Monday, November 29, 2010

Cold and Grey Means Play!

My girl is the red one on the left, a Chesapeake Light Craft. V built his Pygmy Coho HS last winter. Aren't they a cute couple?

Last week we were snowed in. This week it's all gone, replaced by grey skies and a cold, blustery, positively dreary vista outside. There are whitecaps all over the bay, or as V would say in his Aussie accent "There are sheep in the pasture!" Yep, and I'm glad Vixen is on the hard (out of the water and in the boatyard) for the season, so we're not tempted to "herd the sheep." I long for clear skies and windless water so I can launch my kayak and paddle around the many inlets of the local coastline, but that's not on the agenda anytime soon.

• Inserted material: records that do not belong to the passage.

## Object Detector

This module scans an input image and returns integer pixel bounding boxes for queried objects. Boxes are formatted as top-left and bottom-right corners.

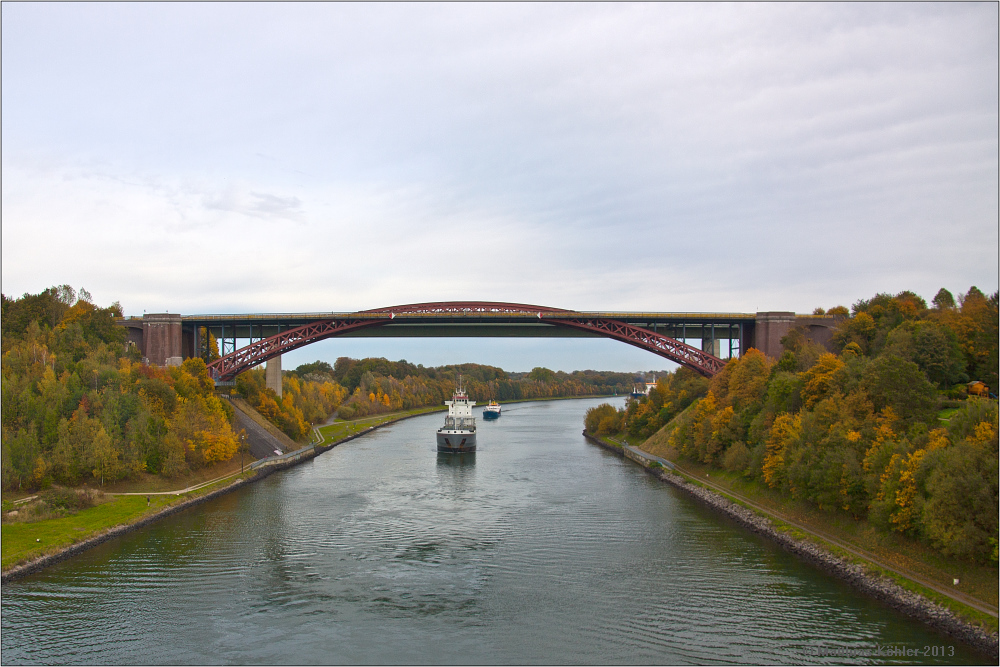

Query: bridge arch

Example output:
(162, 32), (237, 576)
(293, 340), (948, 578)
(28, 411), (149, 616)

(208, 301), (726, 380)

Today I plan to start anew on learning how to use my new rigid heddle loom. I warped it last week, but SOMEthing didn't quite work, so I did a bit more research (someone remind me, how DID we survive without the Internet and YouTube?), removed the error-ridden warp and now I'm ready to start again. Funny to be having so much trouble with this loom, as I chose it due to its ease of use factor. I've used a number of looms, nail-board, tapestry, and 8-shaft table looms, but never a rigid heddle version.

When I was 13, I was awarded a summer-long weaving workshop with Mary Brashear, and there I learned to love weaving. I used the aforementioned 8-shaft loom there, and knew I wanted to try some other ideas on one in the future. That future has taken a long while to arrive.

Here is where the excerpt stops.